Q&A: Who is Constance Marten and why are UK police so concerned for her baby's welfare?
Handout file photo issued by the Metropolitan Police of a CCTV image dated January 7 of Mark Gordon and Constance Marten on Whitechapel Road in London.
Police in the UK are continuing to search for a missing baby after two people were arrested on Tuesday on suspicion of gross negligence-manslaughter.
Constance Marten and her partner Mark Gordon, who had been reported missing in January, were taken into custody after a member of the public spotted them.
It had been 54 days since the pair were last seen.
Ms Marten was a promising drama student when she first met Mr Gordon.
Since then, the couple have lived an 'off-grid' life, and in September, when Miss Marten was well into her pregnancy, began moving around rental flats and Airbnbs
Here, we answer some key questions about the case.

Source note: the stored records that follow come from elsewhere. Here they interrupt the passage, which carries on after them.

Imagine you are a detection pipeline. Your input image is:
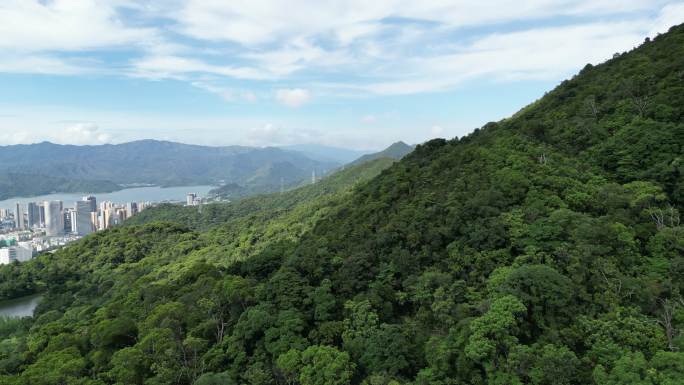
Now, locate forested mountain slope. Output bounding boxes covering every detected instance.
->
[349,142,415,165]
[0,26,684,385]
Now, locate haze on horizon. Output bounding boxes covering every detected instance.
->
[0,0,684,149]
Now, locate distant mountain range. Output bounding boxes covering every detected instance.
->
[0,140,413,199]
[280,144,372,164]
[211,142,414,199]
[0,140,342,199]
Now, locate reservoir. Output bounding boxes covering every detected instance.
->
[0,186,214,209]
[0,294,43,318]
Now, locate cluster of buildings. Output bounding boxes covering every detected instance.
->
[0,196,150,265]
[185,193,203,206]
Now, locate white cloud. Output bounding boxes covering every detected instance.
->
[430,125,444,137]
[0,121,112,145]
[0,0,155,52]
[276,88,311,108]
[358,19,664,95]
[0,52,93,75]
[361,115,378,124]
[58,122,112,144]
[131,55,269,80]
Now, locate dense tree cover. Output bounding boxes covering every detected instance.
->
[0,26,684,385]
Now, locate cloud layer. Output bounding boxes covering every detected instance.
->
[0,0,684,147]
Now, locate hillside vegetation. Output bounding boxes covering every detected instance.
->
[0,26,684,385]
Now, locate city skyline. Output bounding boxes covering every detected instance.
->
[0,0,684,149]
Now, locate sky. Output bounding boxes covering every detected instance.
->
[0,0,684,150]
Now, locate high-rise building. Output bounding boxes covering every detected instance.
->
[0,242,33,265]
[71,200,97,236]
[38,203,45,227]
[62,206,74,234]
[43,201,64,237]
[14,202,26,230]
[100,202,115,230]
[126,202,138,218]
[26,202,40,229]
[83,195,97,213]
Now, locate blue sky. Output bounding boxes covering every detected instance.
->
[0,0,684,149]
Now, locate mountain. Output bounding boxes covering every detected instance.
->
[126,158,395,231]
[280,144,369,164]
[349,141,415,165]
[0,140,337,198]
[0,172,121,200]
[0,26,684,385]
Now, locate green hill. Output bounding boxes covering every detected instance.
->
[0,26,684,385]
[349,142,415,165]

Constance is the granddaughter of Mary Anna Marten — who was a playmate of Princess Margaret, the sister of Queen Elizabeth II.
Mary Anna Marten was the goddaughter of Queen Elizabeth's mother.
Constance had grown up on the 5,000 acre Crichel House estate in Dorset, England, before attending a drama school — however, a falling out with a tutor led to her leaving in 2016.
Her father, Napier Martin, was a page to Queen Elizabeth II.
Mark Gordon is Constance's partner.
He was jailed in the late 1980s for 20 years for rape and battery after an attack on a woman when he was aged 14 in Florida.
He was deported to the UK in 2010 and is believed to have met Ms Marten in 2016.
An abandoned car was found in Bolton on January 5 but the pair were spotted by police in Essex just after midnight the following morning.
Officers have since established the couple took a taxi from East Ham rail station while Gordon was spotted leaving an Argos after purchasing a tent on January 12.
Later that evening, they were last seen walking along Cantercrow Hill into the fields beyond on January 12.
The duo were found by officers from Sussex Police in Brighton on February 27, along with their newborn baby, after a member of the public reported seeing them shortly before 9.30pm.
However, their baby was not with them at the time.
Detective Superintendent Lewis Basford of the Metropolitan Police has suggested the couple may have offered their “cash reserves” to someone in exchange for them protecting their baby.
“We hold hope the baby is safe and we agree that the risk is extremely high,” he told reporters.
The couple were initially arrested on suspicion of child neglect but on Tuesday evening (February 28) were rearrested on suspicion of gross negligence manslaughter.